Types of Personality disorder - akansh sharma
A personality disorder is a type of mental disorder in which you have a rigid and unhealthy pattern of thinking, functioning and behaving. A person with a personality disorder has trouble perceiving and relating to situations and people.
TYPES OF PERSONALITY 9 DISORDER
a) Paranoid personality disorder
b) Schizoid personality disorder
c) Schizotypal personality disorder
PARANOID PERSONALITY DISORDER
The thoughts, feelings and experiences associated with paranoia may cause you to:
1) Find it hard to confide in people, even your friends and family
2) Find it very difficult to trust other people, believing they will use you or take advantage of you
3) Have difficulty relaxing
4)Read threats and danger (which others don't see) into everyday situations, innocent remarks or casual looks from others.
5) This might become such a big problem in your life that you are given a diagnosis of paranoid personality disorder. See our page on paranoia for more information.

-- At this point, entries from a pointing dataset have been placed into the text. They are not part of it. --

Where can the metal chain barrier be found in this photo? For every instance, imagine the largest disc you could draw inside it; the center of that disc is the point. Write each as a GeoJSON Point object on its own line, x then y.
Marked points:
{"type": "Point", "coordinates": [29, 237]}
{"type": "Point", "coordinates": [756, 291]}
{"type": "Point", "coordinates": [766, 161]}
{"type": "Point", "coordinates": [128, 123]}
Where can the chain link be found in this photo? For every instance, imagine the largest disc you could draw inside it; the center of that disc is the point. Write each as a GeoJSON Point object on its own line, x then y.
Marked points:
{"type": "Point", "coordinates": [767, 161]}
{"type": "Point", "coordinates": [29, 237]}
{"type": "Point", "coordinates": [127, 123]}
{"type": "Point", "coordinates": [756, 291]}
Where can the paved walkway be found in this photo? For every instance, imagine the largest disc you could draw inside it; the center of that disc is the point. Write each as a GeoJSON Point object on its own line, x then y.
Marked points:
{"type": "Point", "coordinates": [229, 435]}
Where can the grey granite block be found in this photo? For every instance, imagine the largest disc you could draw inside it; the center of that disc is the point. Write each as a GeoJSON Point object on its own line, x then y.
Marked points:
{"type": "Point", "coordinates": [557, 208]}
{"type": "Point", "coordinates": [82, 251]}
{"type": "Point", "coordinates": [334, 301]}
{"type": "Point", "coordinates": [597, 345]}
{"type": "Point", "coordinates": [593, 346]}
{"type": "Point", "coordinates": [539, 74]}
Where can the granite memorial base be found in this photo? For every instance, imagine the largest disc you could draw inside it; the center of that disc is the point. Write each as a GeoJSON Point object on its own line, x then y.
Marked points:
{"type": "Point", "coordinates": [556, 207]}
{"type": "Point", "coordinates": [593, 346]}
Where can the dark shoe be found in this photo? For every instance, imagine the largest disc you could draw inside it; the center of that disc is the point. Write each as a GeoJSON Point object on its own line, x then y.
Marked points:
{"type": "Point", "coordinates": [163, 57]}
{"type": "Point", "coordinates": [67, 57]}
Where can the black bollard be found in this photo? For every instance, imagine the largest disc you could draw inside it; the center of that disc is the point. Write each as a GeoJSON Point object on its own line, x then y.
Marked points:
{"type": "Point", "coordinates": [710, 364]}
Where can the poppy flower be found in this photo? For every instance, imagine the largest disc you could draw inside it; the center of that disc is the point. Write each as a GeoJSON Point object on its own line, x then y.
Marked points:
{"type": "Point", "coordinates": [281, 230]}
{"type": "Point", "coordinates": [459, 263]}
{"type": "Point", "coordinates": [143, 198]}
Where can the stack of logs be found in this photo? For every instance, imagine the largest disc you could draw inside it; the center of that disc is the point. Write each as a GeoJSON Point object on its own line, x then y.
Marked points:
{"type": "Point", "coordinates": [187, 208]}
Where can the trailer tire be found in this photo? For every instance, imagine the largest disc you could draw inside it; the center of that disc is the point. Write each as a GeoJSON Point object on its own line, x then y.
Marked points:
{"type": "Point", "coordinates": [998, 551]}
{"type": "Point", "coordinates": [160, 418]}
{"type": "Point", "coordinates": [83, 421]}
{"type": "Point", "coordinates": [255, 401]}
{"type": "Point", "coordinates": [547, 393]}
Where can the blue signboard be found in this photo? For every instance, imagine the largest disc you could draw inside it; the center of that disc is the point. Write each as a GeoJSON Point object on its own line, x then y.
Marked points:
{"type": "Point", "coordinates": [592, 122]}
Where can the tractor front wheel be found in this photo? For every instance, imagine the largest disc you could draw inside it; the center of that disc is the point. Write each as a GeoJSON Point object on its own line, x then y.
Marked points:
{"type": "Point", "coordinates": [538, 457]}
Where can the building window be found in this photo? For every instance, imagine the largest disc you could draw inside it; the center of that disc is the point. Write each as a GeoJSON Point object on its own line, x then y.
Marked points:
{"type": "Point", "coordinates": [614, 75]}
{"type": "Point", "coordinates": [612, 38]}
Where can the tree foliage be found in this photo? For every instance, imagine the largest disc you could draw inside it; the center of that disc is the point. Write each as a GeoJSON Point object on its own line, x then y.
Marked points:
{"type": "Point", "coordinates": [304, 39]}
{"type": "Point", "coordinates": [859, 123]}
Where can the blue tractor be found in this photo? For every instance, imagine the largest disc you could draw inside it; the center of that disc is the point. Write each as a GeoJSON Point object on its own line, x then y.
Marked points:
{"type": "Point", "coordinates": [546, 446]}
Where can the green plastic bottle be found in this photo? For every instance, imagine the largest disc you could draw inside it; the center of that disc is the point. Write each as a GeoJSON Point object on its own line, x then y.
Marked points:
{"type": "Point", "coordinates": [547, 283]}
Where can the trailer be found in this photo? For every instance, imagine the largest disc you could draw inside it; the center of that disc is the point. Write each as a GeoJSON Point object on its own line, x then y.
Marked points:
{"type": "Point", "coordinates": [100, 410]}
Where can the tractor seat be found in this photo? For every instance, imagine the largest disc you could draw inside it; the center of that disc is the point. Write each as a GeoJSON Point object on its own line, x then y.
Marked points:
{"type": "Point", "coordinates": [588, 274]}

SCHIZOID PERSONALITY DISORDER
Many people with schizoid personality disorder are able to function fairly well. Unlike in schizophrenia or schizoaffective disorder, you would not usually have psychotic symptoms. However, as a result of the thoughts and feelings associated with this diagnosis you may:
find difficulty forming close relationships with other people
choose to live your life without interference from others
prefer to be alone with your own thoughts
not experience pleasure from many activities
have little interest in sex or intimacy
have difficulty relating to or are emotionally cold towards others.
SCHIZOTYPAL PERSONALITY DISORDER
Everyone has their own eccentricities or awkward behaviours. But if your patterns of thinking and behaving make relating to others very difficult, you may receive a diagnosis of schizotypal personality disorder.
Unlike in schizophrenia, you usually would not experience psychosis. However, you may:
experience distorted thoughts or perceptions
find making close relationships extremely difficult
think and express yourself in ways that others find 'odd', using unusual words or phrases, making relating to others difficult
believe that you can read minds or that you have special powers such as a 'sixth sense'
feel anxious and tense with others who do not share these beliefs
feel very anxious and paranoid in social situations, finding it hard to relate to others
Conclusions.
It is evident that all individuals have a personality, as indicated by their characteristic way of thinking, feeling, behaving, and relating to others. For some people, these traits result in a considerable degree of distress and/or impairment, constituting a personality disorder.